You still need to set the ESSID.  I think you're misunderstanding how
this works.  You set the ESSID on the access point to identify your
network -- give it a unique name.  Then, you set the ESSID on your
system to match that unique name.  In redhat-config-network, for
example, this is under the "Wireless Settings" tab -- change the SSID
setting from "Auto" to "Specified" and put in your name there.
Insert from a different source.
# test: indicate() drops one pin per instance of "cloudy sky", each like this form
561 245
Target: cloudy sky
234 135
Once you've put the proper network name, the SSID, in your
configuration, and restarted networking, your card will no longer
connect to your neighbor's network.  It just won't.  If it doesn't
connect successfully to your own network, then there are other
problems... but the fact that it's still connecting to your neighbors
indicates that you haven't really changed the SSID as described above. 
Run the "iwconfig" program to see all the wireless settings including
the SSID.

The channel is irrelevant... it can be the same as your neighbor's, or
different -- that makes no difference in the process of a wireless card
connecting to a wireless network.  If you want to change the channel
however (since certainly too many wireless cards on one channel could be
a problem) -- do this on the access point.  Your wireless card will then
pick up the appropriate channel.

> 
> And, here's the real kicker. Turns out that there may be THREE access
> points near me. I spoke with the neighbor and he is setting his channel
> to 11 and I'm setting mine to 1. 

Are you sure those are allowed channels in the US?  I thought the lowest
you were supposed to use was 4.  I could be wrong...not sure where to
look that up.

> However, he had trouble and got
> frustrated and just turned all his hardware off (power off, that is).
> So, I figured this was a chance to see if I could talk to my WAP without
> his in the air as well. Except that I connected to a different Linksys
> WAP! I'm so frustrated, that I've given up for the night, but I'm
> beginning to fear that my wireless has given up the ghost (over 1.5y
> old, and it's one of the "flaky" Barricades, although this is the first
> trouble I've had) and I've just been living off of a borrowed connection
> without realizing it.

That could be the case, of course that your wireless access point has
given up the ghost.  But again, your card WILL NOT continue to connect
to your neighbor's AP if you set the ESSID as I described.